Pierre Chaillan : Après avoir qualifié votre démarche de «  pensée complexe  », vous évoquez une «  pensée globale  ». Est-ce une manière de relancer le projet d’émancipation humaine ?

Edgar Morin : L’émancipation humaine se pose aujourd’hui au niveau global. Bien entendu, un processus peut commencer localement et se déployer ailleurs. Un message comme celui de Jésus ou de Bouddha est né localement et il est ensuite devenu universel. Moi, je l’appelle " Terre-patrie ". Une nouvelle conscience planétaire naît un peu partout à l’heure actuelle, mais elle n’est pas encore devenue une force historique.

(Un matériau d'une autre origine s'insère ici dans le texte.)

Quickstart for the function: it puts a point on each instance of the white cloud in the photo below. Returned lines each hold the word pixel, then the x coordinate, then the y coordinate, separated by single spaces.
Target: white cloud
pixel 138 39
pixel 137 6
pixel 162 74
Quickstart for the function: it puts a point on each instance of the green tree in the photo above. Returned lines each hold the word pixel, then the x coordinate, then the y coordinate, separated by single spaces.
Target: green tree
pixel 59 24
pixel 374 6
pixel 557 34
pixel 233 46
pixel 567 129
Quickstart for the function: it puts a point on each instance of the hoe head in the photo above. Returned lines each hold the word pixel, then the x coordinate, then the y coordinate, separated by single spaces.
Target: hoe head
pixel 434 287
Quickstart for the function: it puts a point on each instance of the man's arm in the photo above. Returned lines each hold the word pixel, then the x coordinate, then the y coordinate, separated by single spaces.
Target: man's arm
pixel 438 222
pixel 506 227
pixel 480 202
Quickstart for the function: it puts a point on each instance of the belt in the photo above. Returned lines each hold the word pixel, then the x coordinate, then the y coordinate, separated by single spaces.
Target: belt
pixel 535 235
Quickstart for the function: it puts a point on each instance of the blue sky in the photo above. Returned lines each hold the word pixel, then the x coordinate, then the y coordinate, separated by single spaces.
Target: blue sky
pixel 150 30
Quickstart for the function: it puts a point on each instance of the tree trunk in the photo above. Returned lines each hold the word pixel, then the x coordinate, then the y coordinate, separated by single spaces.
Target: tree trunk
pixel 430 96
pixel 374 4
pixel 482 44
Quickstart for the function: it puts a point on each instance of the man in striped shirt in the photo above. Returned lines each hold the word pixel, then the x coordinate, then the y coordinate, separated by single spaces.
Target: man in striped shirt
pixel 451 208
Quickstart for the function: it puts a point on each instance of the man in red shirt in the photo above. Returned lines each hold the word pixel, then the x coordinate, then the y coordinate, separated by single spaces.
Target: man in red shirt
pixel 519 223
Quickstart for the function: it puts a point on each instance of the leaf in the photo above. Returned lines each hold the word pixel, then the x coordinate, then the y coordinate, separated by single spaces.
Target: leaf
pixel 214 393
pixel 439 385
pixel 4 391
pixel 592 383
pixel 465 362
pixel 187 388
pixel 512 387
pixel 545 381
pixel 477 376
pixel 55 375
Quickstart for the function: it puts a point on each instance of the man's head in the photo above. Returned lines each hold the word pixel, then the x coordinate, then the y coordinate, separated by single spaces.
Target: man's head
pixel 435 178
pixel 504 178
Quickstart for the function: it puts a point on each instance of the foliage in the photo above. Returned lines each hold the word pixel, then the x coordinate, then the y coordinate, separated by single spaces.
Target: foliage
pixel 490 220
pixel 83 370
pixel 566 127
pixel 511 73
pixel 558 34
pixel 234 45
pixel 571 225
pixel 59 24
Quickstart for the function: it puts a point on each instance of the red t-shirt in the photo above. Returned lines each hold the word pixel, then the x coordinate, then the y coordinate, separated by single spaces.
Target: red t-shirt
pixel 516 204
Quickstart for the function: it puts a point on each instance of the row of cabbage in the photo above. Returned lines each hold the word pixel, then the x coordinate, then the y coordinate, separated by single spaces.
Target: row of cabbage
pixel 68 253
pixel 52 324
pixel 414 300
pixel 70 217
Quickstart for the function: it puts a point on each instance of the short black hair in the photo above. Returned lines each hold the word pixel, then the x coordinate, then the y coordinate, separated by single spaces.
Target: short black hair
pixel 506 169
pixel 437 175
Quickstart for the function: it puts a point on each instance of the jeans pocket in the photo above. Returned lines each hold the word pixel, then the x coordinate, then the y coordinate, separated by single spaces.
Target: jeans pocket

Pierre Chaillan : Vous finissez votre ouvrage par «  le commencement du commencement  ». Cette indication peut donner du cœur à l’ouvrage, mais elle peut aussi faire peur devant l’ampleur de la tâche…

Edgar Morin : Oui, je pense que nous en sommes aux préliminaires… L’humanité a toujours rencontré des défis. Cela peut faire peur mais cela peut donner de la volonté. Moi, ça me donne de la volonté.

Entretien réalisé par Pierre Chaillan

L’Humanité

(1) Éditions du Seuil, mai 2015, 176 pages.

(2) Éditions Robert Laffont, septembre 2015, 180 pages.

(3) Avec Anne-Brigitte Kern, éditions du Seuil, 1993, réédité en 2010 chez Points Essai, 243 pages.


(4) Éditions Fayard, 2012, 544 pages.